In her reasons for judgement Justice Susan Himel wrote that the previous legislation was not in accord with the principles of fundamental justice and had to be struck down.

“These laws, individually and together, force prostitutes to choose between their liberty interest and their right to security of the person as protected under the Canadian Charter of Rights and Freedoms,” said Justie Himel in her statement. She was also very careful in explaining what the role of the court was not. “The court has not been called upon to decide whether or not there is a constitutional right to sell sex or to decide which policy model regarding prostitution is better. That is the role of Parliament.
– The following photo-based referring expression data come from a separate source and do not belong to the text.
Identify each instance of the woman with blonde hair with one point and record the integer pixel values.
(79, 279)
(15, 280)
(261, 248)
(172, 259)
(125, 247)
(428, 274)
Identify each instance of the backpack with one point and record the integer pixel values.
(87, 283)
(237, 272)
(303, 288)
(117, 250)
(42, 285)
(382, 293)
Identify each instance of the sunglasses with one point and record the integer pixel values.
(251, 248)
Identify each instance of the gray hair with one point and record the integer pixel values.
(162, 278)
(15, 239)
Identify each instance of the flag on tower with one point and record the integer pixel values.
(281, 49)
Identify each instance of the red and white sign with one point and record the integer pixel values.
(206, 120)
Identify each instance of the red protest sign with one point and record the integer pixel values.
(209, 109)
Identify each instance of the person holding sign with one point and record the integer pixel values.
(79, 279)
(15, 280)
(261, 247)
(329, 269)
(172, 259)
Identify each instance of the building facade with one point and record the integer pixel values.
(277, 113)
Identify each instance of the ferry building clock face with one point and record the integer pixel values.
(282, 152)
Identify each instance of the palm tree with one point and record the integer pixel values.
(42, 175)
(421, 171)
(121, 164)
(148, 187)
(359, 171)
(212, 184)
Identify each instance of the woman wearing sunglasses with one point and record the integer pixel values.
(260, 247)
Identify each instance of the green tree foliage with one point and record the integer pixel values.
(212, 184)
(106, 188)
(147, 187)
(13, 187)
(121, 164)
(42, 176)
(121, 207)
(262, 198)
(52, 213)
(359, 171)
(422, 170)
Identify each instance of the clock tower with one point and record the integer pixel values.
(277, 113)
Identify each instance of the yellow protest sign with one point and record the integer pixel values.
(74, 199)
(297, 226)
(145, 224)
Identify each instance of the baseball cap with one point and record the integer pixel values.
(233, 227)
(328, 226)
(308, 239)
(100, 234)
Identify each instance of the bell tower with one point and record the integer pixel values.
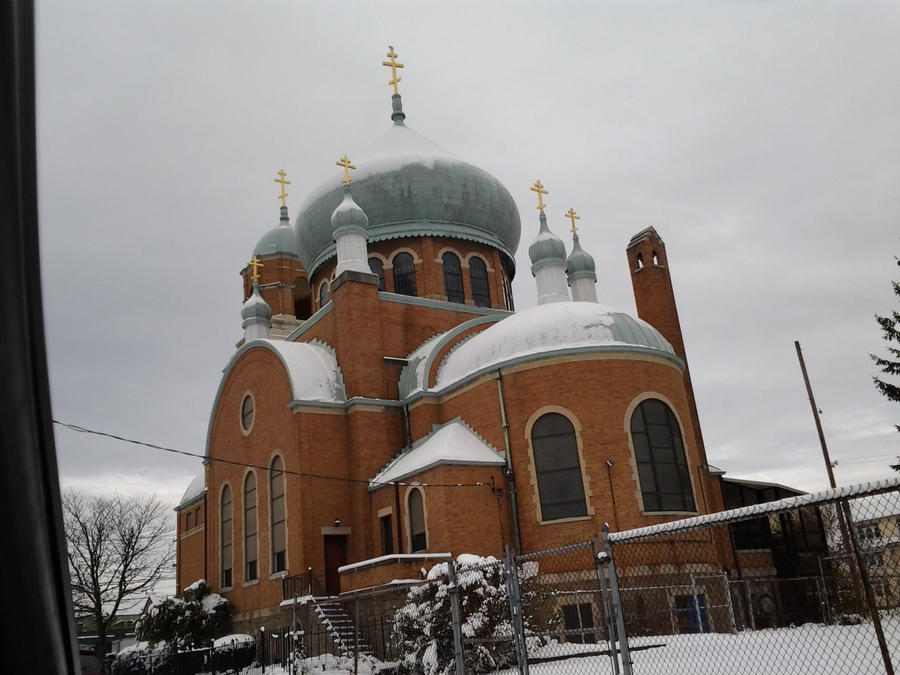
(654, 298)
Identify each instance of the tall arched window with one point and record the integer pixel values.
(226, 555)
(481, 292)
(277, 509)
(452, 277)
(377, 267)
(659, 455)
(250, 547)
(558, 470)
(417, 538)
(404, 274)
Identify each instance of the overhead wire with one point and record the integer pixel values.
(85, 430)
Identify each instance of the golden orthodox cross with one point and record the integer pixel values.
(537, 187)
(254, 268)
(393, 65)
(345, 163)
(570, 214)
(281, 179)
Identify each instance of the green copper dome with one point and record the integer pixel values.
(546, 247)
(410, 187)
(280, 239)
(580, 263)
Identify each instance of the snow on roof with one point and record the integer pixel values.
(196, 488)
(453, 443)
(311, 368)
(547, 329)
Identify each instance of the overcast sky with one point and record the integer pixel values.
(760, 139)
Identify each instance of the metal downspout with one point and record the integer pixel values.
(508, 472)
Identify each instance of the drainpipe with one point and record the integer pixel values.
(508, 470)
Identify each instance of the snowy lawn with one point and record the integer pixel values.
(811, 648)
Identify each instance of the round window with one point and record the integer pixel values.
(247, 412)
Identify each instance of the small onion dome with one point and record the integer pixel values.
(255, 308)
(348, 217)
(280, 239)
(580, 263)
(546, 247)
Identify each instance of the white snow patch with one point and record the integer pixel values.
(454, 443)
(535, 331)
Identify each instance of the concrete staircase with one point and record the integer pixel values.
(335, 620)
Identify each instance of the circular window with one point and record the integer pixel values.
(247, 413)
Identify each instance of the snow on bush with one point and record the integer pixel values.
(423, 628)
(194, 619)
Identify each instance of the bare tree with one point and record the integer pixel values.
(118, 548)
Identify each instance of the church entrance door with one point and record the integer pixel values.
(335, 556)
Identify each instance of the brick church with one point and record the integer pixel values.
(387, 403)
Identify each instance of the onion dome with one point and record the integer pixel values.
(280, 239)
(580, 264)
(348, 216)
(546, 248)
(410, 187)
(255, 309)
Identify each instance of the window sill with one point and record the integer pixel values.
(574, 519)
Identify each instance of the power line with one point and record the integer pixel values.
(85, 430)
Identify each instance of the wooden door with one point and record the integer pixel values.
(335, 556)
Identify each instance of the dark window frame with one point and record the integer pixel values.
(660, 458)
(404, 273)
(479, 282)
(557, 468)
(452, 269)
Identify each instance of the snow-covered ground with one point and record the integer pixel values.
(810, 648)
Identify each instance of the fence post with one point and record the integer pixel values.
(515, 611)
(844, 507)
(456, 616)
(617, 602)
(609, 623)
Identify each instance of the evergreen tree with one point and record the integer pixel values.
(890, 331)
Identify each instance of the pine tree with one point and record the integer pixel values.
(890, 331)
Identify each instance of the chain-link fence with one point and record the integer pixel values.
(803, 585)
(809, 584)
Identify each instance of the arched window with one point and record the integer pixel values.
(377, 267)
(276, 505)
(452, 277)
(659, 455)
(417, 539)
(481, 292)
(225, 533)
(404, 274)
(558, 470)
(250, 547)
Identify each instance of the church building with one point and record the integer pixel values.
(387, 403)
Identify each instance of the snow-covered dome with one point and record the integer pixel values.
(255, 308)
(410, 187)
(546, 247)
(347, 214)
(550, 329)
(280, 239)
(196, 488)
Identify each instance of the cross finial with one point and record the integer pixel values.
(254, 268)
(281, 179)
(570, 214)
(537, 187)
(393, 65)
(345, 163)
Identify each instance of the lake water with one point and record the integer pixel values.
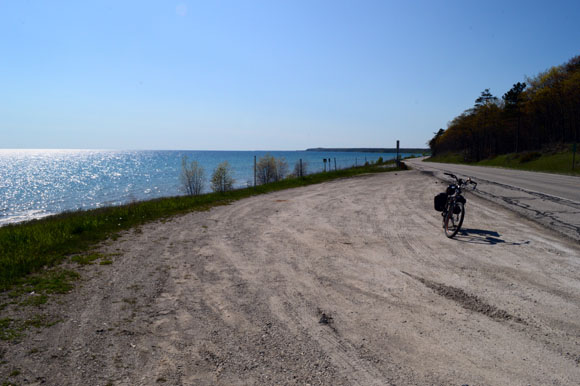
(37, 183)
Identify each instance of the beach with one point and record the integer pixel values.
(341, 283)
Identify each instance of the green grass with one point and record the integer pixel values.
(35, 245)
(545, 161)
(13, 329)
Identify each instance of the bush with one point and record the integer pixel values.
(271, 169)
(530, 157)
(192, 177)
(300, 172)
(221, 179)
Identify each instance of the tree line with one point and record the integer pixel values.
(268, 169)
(540, 112)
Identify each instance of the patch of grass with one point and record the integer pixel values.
(549, 161)
(86, 259)
(56, 281)
(34, 300)
(13, 329)
(29, 247)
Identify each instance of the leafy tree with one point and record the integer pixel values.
(300, 170)
(221, 179)
(513, 101)
(271, 169)
(485, 99)
(192, 177)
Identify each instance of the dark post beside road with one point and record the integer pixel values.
(398, 160)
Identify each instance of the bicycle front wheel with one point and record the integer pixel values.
(454, 219)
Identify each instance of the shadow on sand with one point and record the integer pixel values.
(480, 236)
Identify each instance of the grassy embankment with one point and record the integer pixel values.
(550, 161)
(29, 247)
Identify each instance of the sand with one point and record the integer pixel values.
(350, 282)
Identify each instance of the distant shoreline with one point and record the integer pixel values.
(371, 150)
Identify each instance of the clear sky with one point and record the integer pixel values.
(271, 74)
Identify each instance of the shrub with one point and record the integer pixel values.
(271, 169)
(192, 177)
(298, 172)
(530, 157)
(221, 179)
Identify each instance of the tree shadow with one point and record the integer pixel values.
(481, 236)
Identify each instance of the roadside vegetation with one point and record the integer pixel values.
(38, 245)
(532, 126)
(557, 160)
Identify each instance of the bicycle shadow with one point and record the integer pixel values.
(481, 236)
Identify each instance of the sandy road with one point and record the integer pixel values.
(347, 282)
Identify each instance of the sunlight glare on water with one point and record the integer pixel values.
(38, 183)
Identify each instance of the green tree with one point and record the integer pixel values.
(271, 169)
(221, 179)
(512, 107)
(192, 177)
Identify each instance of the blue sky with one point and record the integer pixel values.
(276, 75)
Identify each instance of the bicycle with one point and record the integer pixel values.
(452, 205)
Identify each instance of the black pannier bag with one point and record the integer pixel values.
(440, 201)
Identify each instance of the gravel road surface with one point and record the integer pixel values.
(553, 200)
(350, 282)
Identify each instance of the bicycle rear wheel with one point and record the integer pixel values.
(454, 219)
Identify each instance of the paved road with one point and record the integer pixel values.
(556, 185)
(350, 282)
(550, 199)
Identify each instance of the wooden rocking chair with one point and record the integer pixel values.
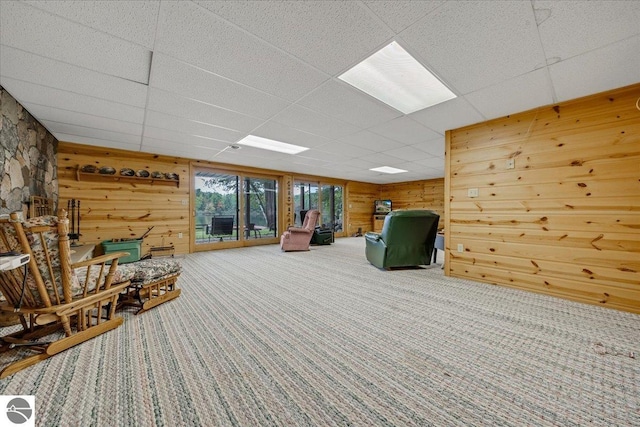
(48, 296)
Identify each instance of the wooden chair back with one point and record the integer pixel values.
(40, 206)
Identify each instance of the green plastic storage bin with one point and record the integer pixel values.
(131, 246)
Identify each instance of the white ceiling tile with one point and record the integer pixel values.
(622, 60)
(32, 30)
(512, 96)
(165, 121)
(80, 119)
(345, 150)
(183, 138)
(50, 97)
(159, 146)
(224, 49)
(47, 72)
(472, 45)
(341, 101)
(371, 141)
(448, 115)
(134, 21)
(313, 122)
(401, 14)
(317, 155)
(408, 153)
(330, 35)
(258, 153)
(242, 67)
(383, 159)
(404, 130)
(195, 83)
(435, 163)
(283, 133)
(66, 129)
(434, 147)
(361, 164)
(570, 28)
(96, 142)
(176, 105)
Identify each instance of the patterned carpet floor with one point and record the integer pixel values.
(322, 338)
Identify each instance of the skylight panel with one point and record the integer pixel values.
(270, 144)
(394, 77)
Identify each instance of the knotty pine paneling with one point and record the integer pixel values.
(123, 210)
(566, 220)
(359, 201)
(428, 194)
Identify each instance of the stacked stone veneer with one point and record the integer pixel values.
(28, 164)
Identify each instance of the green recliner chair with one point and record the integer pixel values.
(406, 240)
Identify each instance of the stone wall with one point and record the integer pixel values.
(28, 163)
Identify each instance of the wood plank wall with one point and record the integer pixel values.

Rather, it is this court’s task to decide the merits of this particular legal challenge.”

Lowman, who was called as an expert witness during both the Ontario and B.C. cases, sees this recognition as the first step of what is likely to be a long process.

“The truth of it is that the municipalities and the provinces could make a worse job of it than we already are,” said Lowman “Basically you need to get three levels of government all working in the same direction with a clear vision of what it is we need to do.”

This in itself would be an accomplishment according to the professor, who is quick to add that for many women involved in sex-work, regulation alone will not be the answer.

“You can have any system of regulation but you’re still going to have people violating the regulations,” said Lowman. “People talk about a change in legal regime like it’s going to solve all problems and if it doesn’t then it’s a failure, it’s ridiculous. Different legal regimes are going to do better or worse depending on what is done and depending on what your definition of better or worse is.”

For sergeant Sanders the idea of any one being left behind is an unpleasant one.

“It’s not going to be the savior of all, it may be the savior for some,” said Sanders. “And that’s not right because you want to save them all.”

Even if you reduce the risk of violence against the women involved in sex-work you cannot eliminate it completely.

“You don’t see very many sex trade workers getting to pension time,” said Sanders, whose own niece was involved in the industry for a period of her life. “I wish I knew what the solution was.”

Ultimately it seems that both sides agree that keeping sex-workers safe is the priority, they just don’t agree on how it should be done.

Both the police and social advocates recognize the reasons men and women turn to prostitution varies and recognize for those whose main motivation is addiction, there are no easy solutions.

“Law isn’t going to solve the problem for those women in survival sex. The issues are poverty, what’s happened to first-nation women, the destruction of aboriginal culture and addiction,” said Lowman. “But until we’ve dealt with those things I think we need to keep them alive. I think that actually overrides moral considerations about how people feel toward prostitution.”

Currently a trial date for the case of decriminalization in B.C. is yet to be set.